私もとりあえずクリフトさんがくれたものを鞄にしまっておき、二人の顔を見上げる。
「師匠、フィシェルさん、ありがとうございました」
「人のこと言えねーけど羞恥心無さすぎだろ」
「ほんとよ、ぽけーっとして固まって」
「失礼しますと断りがあったし、リネも反応しなかったものですから」
「リネ、次ナズナに知らない奴が触れようとしたら遠慮なく噛みつきなさい」
師匠がリネの頬を撫でながらそう言い聞かせると、リネがわふっと答える。
「そういやさっき今日のはそういうのじゃないって言ってたけど、いつお開きなんだ?」
「そろそろ号令でもかかるんじゃない?」
フィシェルさんの問いに師匠が会場を眺めながら答えると、カランカランカランとベルのような音が鳴り、音を聞いた人達が庭園の入口の方に流れていく。
「お行儀のいいこったな」
「私達も行きましょう。宿まで馬車で送ってくれるわ」
兵士の一人が近づいてきて、私達を見回して敬礼する。
「失礼します!賢者の杖の方々でお間違えなかったでしょうか?」
「そーだぜ。件の地図か?」
「はっ!どうぞご確認ください」
「おう」
フィシェルさんが丸められた地図を広げて宙に浮かせ、地図を杖で端から端へとゆっくりなぞっていく。
「地図って?」
「王子様がセイレーンらしき噂を聞いた村の場所を教えてくれたんです」
「よかったわねペーチャ」
「はい!」
「師匠、そういえば王子様と話をするのはいつに?」
「今晩よ。フィシェルには言ってあったけど言い忘れてたわね。ごめん」
「私とフィシェルさんも?」
「ううん。申し訳ないけどペーチャはフィシェルとお留守番。レイゼリアと遊べるのは明日になるかな」
「わかりましたエリュさん」
「私は今日は一日スカートなんですね…」
「まあそうね」
「エリュわりぃ、羊皮紙くれね?」
「ちょっと待って」
師匠が三角帽子を脱いで右手を入れ、中から丸まった羊皮紙を取り出し、三角帽子を被り直して羊皮紙を広げて手を放すと一人でに宙に浮き、フィシェルさんがふわりと浮かぶ綺麗な羊皮紙に杖をかざして端から端へなぞっていくと、黒い線が浮かび上がって地形のような図が羊皮紙に刻まれていく。
「…写し終わったぜ。ありがとな」
フィシェルさんが丁寧に地図を丸め直して兵士に返すと敬礼をして歩き去っていく。
「さて、今度こそ帰りましょうか」
人の流れに乗るようにして庭園の入口まで歩いていくと、招待客達を兵士達が順番に城の中に案内していく。

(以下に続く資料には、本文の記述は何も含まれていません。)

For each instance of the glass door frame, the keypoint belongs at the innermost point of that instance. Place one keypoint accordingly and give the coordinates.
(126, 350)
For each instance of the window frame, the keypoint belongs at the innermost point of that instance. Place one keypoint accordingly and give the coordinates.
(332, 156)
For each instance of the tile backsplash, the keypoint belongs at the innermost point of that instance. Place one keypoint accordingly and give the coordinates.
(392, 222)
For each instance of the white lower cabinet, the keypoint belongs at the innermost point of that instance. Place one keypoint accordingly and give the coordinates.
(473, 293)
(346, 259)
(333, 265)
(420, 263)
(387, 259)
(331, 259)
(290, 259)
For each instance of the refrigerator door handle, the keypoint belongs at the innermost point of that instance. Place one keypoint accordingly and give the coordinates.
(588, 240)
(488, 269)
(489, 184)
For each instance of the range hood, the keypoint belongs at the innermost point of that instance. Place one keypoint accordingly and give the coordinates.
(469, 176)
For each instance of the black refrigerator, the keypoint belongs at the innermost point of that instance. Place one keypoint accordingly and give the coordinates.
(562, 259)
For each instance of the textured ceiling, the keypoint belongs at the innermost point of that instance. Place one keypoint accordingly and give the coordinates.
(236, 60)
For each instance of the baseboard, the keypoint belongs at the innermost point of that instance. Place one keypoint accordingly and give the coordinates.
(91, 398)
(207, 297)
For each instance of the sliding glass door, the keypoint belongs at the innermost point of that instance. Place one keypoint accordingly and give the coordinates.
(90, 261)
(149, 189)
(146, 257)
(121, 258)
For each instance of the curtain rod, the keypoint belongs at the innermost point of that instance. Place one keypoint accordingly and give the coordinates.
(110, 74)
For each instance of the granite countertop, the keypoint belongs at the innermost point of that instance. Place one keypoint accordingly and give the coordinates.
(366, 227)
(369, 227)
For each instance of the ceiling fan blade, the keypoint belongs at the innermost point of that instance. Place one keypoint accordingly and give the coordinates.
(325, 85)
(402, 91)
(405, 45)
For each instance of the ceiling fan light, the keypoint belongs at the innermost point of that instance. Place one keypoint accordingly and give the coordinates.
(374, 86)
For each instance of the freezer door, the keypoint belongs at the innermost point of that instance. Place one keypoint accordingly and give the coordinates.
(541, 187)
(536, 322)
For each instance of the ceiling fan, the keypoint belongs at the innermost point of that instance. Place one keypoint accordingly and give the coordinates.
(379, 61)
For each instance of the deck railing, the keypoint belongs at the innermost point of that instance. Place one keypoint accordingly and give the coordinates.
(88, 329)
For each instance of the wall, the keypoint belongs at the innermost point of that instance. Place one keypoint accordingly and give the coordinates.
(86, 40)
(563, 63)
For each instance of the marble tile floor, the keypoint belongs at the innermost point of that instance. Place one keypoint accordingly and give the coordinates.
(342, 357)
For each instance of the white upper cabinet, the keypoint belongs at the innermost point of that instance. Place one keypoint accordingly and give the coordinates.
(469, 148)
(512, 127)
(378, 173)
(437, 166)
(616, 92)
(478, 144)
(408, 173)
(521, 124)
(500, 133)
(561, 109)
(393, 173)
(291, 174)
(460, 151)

そして私達の番になった時に、メイドさんに声をかけられる。
赤毛のメイドさん…確か名前はレイチェルさん。
「ナズナ様、こちらリネ様への贈答品です」
綺麗な五十センチくらいの青い箱を手渡され、ずっしりと重い。
「ありがとうございますレイチェルさん」
名前を呼ばれるとは思っていなかったのか、一瞬驚いた顔をしてからにこっと笑い、一礼して下がっていってしまう。
そして私達も兵士の案内で城の中に入っていく。
「ナズナの知り合い?」
ペーチャさんが歩きながら私の顔を覗き込む。
「はい。以前お城で」
「もしかしてナズナは何回もお城に?」
「そう…ですね。そういえば」
「レイゼリア忙しいんじゃ?」
「いつも机いっぱいの書類と戦ってますね」
「そうなんだ…」
「お姫様ってお茶会と舞踏会に出まくるわけじゃないんだね」
「そうみたいです」
城の入口でまた馬車に乗り、座った隙に青い箱を鞄にしまい込むと馬車が動き出し、城門を出てあっという間にアルセルに来たときに着いた宿に馬車が止まり、三十分後に師匠の部屋に集合ということで、それぞれの部屋で小休止を挟むことになった。
レイゼリアさんはわざわざ一人一部屋押さえてくれていたようで、フィシェルさんとペーチャさんも驚いていた。私はもちろんリネと一緒だ。